In this issue of Blood, show that genes of pluripotent stem cells coding for platelet surface glycoproteins may be changed to encode platelet-specific alloantigens, and that such antigens are efficiently expressed on the surface of the manipulated cells.1 The significance of this work is that such cells can be useful tools for the diagnostic studies of antibody-mediated platelet destruction.
Designer platelet expressing a variety of clinically important antigens for the initial antibody investigation. Further differentiation of the antibody specificities by designer platelets expressing only 1 or a limited array of antigens.
Designer platelet expressing a variety of clinically important antigens for the initial antibody investigation. Further differentiation of the antibody specificities by designer platelets expressing only 1 or a limited array of antigens.
Several platelet membrane glycoproteins exist as biallelic isoforms, differing by only a single amino acid, and some of these are immunogenic. Alloantibodies to platelet-specific antigens are responsible for the most severe cases of neonatal thrombocytopenia, posttransfusion purpura, and platelet transfusion refractoriness.2 The clinical consequences of those conditions may be severe bleedings, with intracranial hemorrhage, lifelong neurologic damage, or prenatal death as the most feared outcomes. To detect and identify those conditions, accurate platelet alloantigen typing and determination of antibody specificity are of considerable importance. Once the diagnosis is established, the provision of compatible platelets for transfusion becomes possible.

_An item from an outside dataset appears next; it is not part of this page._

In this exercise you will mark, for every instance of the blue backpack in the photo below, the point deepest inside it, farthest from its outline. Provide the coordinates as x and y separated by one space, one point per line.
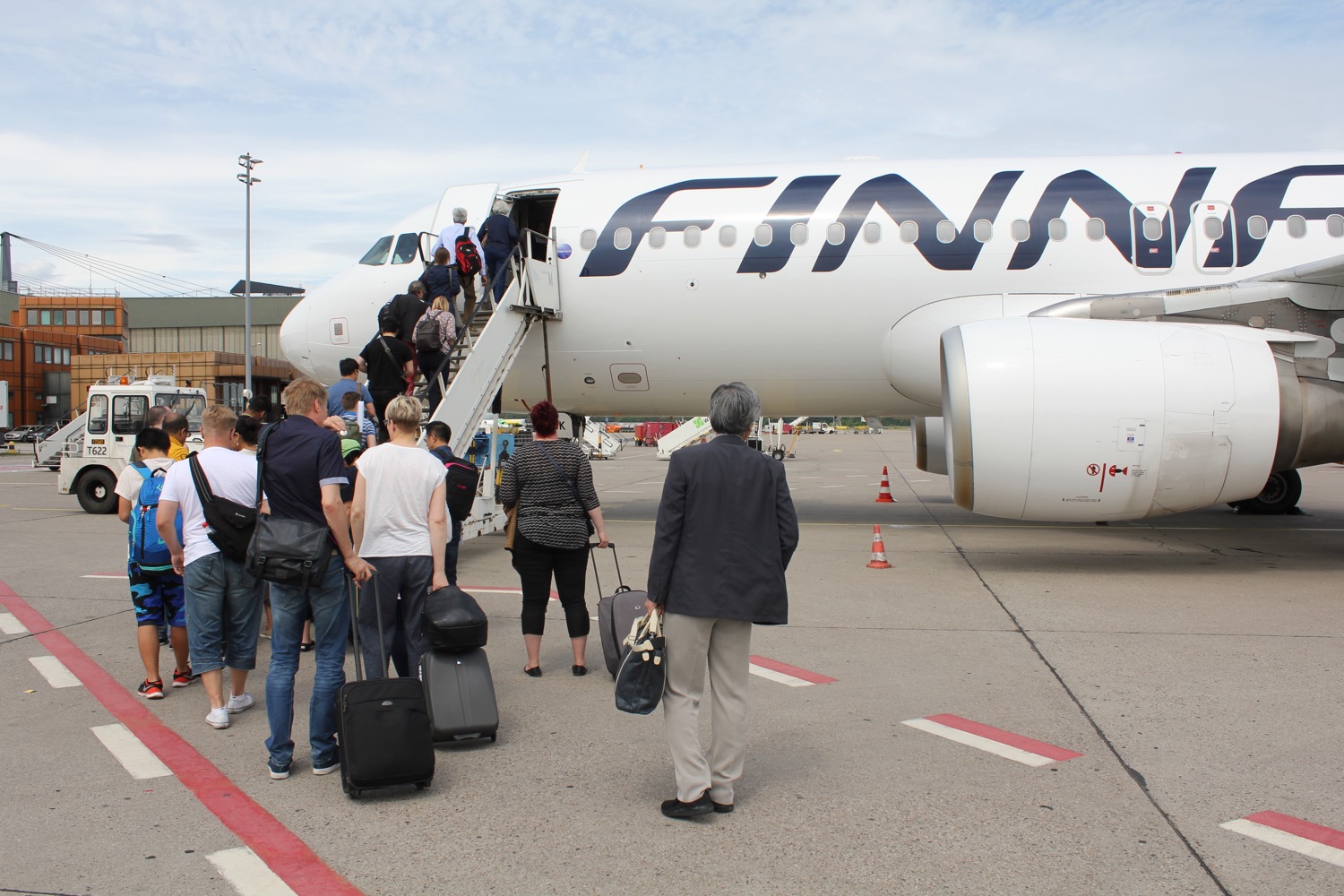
148 549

Platelet alloantigen phenotyping is mainly limited to human platelet alloantigen (HPA)–1a typing, as prototype antisera for the other allotypes are rare and difficult to obtain. By introduction of easy-to-use genotyping techniques,3 the problem with platelet antigen typing is overcome. Because of genetic polymorphism or point mutations, discrepancy between pheno- and genotyping can occur and give a false interpretation of the typing results; however, such cases are rare.4
Determination and identification of platelet-specific antibodies still remains a challenge and is hampered by technical complexities. Labor-intensive and time-consuming immunoassays are the main tools for antibody identification but represent the gold standard in diagnostic activity.5 Freshly drawn human platelets are still used as central components for diagnoses, although platelets from several donors are necessary to create a representative repertoire of clinically relevant antigens. Some antigens are rare and not readily available, and some are unstable upon storage. Another complicating aspect is that some individuals have a mixture of several platelet-reactive antibodies.
Zhang et al address these challenges to accurately determine platelet-specific antibodies. They have used a novel technology of gene editing to create human platelet progenitor cells expressing platelet-specific antigens of low frequency.
To test this, a proof-of-concept study was conducted to create HPA-1a– and HPA-1b–specific platelets suitable for flow cytometric analysis. The expressed protein entities are recognized by the corresponding human antibodies. By using this technique, creation of platelet progenitors or platelets expressing other clinically significant antigens is currently in progress. To avoid reactivity of unwanted antibodies with the designer platelets, the encoding genes can be manipulated; so, for instance, HLA antigen expression may be blocked by introduction of a stop codon in the β2 microglobulin gene. For diagnostic purposes, designer platelets expressing a variety of clinically important antigens could be designed for the initial study. In case antibodies are identified, further differentiation of the specificities could be achieved by using designer platelets expressing only 1 or a limited array of antigens (see figure).
The authors also envisage that “antigen-negative” designer platelets may be manufactured in quantities suitable for transfusion of patients with refractoriness because of platelet-reactive antibodies. It remains to be seen if this is feasible. We have to remember that one of the most immunogenic surface molecules of platelets, namely, glycoprotein IIIa, is of crucial significance to the function of platelets.
The work by Zhang et al is a welcome and promising achievement to create a definitive analytic system for platelet antibody identification, which when aligned with the genotyping techniques for platelet antigens, provides a complete set of diagnostic tools.
Conflict-of-interest disclosure: The author is a stock owner of Prophylix Pharma AS, a small biopharma company working to manufacture a prophylactic drug against fetal/neonatal alloimmune thrombocytopenia.